TSMC 'Super Carrier' CoWoS interposer gets bigger, enabling massive AI chips to reach 9-reticle sizes with 12 HBM4 stacks

TSMC CoWoS.

TSMC is on track to qualify its ultra-large version of chip-on-wafer-on-substrate (CoWoS) packaging technology that will offer an interposer size of up to nine reticle sizes and 12 HBM4 memory stacks in 2027, the company announced at its European Open Innovation Platform (OIP) forum this month. The new packaging method will address the most performance-hungry applications and let AI and HPC chip designers build processors the size of the palm of a hand. 

TSMC introduces new process technologies every year, doing its best to meet its customers' needs for power, performance, and area (PPA) improvements. But some customers need even more performance, and for whom an EUV litho tool reticle limit of 858 mm^2 is not enough. These customers choose to use multi-chiplet solutions packaged using TSMCs CoWoS technology, and in recent years, the company offered multiple iterations of this method. 

(Image credit: TSMC)

The original CoWoS enabled chip packages of around 1.5-reticle size in 2016, then evolved to 3.3-reticle size today, which enables placing eight HBM3 stacks into a package. Next up, TSMC promises 5.5-reticle size packages with up to 12 HBM4 memory stacks in 2025 – 2026. However, this pales behind the company's ultimate version of CoWoS, enabling system-in-packages (SiPs) of up to nine reticle sizes with 12 and potentially more HBM4 modules onboard.  

That 9-reticle 'Super Carrier' CoWoS (offering up to 7,722 mm^2 for chiplets and memory) with 12 HBM4 stacks is planned to be qualified in 2027, so it is reasonable to expect it to be adopted in 2027 – 2028 for ultra-high-end AI processors.  

TSMC fully expects companies adopting its advanced packaging methods to also vertically stack their logic using its system-on-integrated chips (SoIC) advanced packaging technologies to further boost transistor counts and performance. In fact, with 9-reticle CoWoS, TSMC expects its clients to place a 1.6nm-class die on top of a 2nm-class die, so we are talking about very high transistor density. 

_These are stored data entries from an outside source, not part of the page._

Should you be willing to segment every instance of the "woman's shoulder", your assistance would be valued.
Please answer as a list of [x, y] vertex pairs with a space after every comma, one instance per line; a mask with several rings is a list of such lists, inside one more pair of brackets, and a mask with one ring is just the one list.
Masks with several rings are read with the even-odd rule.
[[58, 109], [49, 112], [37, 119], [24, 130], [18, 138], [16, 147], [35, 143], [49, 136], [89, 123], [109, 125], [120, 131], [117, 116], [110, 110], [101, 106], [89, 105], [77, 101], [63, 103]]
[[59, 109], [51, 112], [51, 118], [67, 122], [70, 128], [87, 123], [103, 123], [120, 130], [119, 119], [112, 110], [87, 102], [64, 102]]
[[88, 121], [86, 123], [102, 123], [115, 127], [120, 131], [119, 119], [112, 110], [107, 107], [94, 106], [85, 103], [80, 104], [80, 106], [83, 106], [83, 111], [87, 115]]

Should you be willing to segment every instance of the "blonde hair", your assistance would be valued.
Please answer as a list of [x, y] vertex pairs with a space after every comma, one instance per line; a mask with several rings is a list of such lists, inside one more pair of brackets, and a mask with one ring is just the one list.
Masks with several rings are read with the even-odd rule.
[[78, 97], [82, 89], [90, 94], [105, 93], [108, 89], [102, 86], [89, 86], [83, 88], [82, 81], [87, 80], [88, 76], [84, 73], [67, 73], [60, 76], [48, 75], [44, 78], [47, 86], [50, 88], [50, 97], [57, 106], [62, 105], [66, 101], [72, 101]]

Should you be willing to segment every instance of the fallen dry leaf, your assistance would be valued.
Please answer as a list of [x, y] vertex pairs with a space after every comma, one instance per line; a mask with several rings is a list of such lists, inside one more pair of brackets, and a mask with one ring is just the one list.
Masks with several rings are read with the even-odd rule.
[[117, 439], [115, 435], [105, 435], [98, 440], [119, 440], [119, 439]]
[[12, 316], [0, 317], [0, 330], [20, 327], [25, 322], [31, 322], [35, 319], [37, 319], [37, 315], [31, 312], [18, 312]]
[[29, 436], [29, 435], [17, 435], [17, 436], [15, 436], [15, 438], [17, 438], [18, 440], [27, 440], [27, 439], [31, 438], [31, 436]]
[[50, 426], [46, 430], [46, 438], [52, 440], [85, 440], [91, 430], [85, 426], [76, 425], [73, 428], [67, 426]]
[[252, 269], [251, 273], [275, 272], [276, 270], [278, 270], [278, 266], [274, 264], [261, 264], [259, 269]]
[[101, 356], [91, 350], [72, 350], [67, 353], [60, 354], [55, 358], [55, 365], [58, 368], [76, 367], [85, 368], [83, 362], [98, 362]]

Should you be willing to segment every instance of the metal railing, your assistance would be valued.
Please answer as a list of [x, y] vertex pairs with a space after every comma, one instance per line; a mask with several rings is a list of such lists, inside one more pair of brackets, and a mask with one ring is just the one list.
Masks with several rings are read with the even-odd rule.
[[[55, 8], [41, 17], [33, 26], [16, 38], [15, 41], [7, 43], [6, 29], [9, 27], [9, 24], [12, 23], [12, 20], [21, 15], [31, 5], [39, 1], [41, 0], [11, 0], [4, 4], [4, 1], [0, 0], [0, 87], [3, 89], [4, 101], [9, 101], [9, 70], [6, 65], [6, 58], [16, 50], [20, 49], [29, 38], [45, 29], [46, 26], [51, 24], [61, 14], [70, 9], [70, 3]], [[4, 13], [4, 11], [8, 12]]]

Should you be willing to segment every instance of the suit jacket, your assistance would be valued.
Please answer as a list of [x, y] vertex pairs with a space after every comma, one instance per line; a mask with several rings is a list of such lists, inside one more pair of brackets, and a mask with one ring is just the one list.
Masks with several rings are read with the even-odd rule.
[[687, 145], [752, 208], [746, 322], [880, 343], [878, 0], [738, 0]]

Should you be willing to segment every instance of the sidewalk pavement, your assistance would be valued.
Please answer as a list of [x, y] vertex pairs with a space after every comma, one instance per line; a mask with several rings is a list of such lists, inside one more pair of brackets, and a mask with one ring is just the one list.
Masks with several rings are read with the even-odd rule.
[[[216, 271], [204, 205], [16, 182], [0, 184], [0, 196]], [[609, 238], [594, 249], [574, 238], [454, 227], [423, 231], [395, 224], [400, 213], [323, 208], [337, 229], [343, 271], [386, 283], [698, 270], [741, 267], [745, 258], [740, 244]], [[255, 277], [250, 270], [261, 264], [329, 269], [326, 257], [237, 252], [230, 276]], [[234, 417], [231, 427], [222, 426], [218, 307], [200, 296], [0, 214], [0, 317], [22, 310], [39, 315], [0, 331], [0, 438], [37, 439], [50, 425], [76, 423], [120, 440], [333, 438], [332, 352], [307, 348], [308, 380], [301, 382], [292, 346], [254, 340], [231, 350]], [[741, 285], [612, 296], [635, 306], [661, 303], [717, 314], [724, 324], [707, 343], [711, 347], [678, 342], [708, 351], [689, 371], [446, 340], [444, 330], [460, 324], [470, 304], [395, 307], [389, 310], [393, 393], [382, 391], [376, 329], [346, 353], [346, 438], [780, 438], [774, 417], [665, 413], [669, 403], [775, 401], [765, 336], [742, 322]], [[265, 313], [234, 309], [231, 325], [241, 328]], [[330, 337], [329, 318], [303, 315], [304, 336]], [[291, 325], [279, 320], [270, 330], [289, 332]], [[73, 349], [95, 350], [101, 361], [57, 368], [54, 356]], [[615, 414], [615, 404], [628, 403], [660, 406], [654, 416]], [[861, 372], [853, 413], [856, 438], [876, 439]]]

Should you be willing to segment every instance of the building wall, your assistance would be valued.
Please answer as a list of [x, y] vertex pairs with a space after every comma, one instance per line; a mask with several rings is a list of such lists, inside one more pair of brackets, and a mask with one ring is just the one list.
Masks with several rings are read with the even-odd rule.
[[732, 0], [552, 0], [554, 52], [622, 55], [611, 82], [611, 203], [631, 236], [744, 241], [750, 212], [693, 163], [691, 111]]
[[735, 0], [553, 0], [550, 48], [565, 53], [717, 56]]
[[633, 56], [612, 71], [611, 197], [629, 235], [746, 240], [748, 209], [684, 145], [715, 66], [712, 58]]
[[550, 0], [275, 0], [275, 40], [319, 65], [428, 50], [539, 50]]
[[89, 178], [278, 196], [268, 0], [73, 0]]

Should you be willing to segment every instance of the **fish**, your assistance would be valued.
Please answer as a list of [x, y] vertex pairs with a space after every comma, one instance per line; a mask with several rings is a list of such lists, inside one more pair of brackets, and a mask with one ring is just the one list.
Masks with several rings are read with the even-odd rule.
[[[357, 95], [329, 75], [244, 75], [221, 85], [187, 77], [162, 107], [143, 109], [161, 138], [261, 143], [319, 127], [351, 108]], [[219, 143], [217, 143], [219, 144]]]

However, there is a major challenge with those ultra-large CoWoS packages. The 5.5-reticle CoWoS package will require an over 100x100 mm substrate (which is approaching the size constraints of the OAM 2.0 standard, which measures 102×165mm), whereas the 9-reticle CoWoS will go beyond a 120x120 mm substrate. Such major substrate dimensions will have an influence on how systems are designed and how data centers are equipped to support them. In particular, power and cooling. When it comes to power, we are talking about hundreds of kilowatts per rack, whereas when it comes to cooling, we are talking about liquid cooling and immersion methods to manage high-power processors effectively.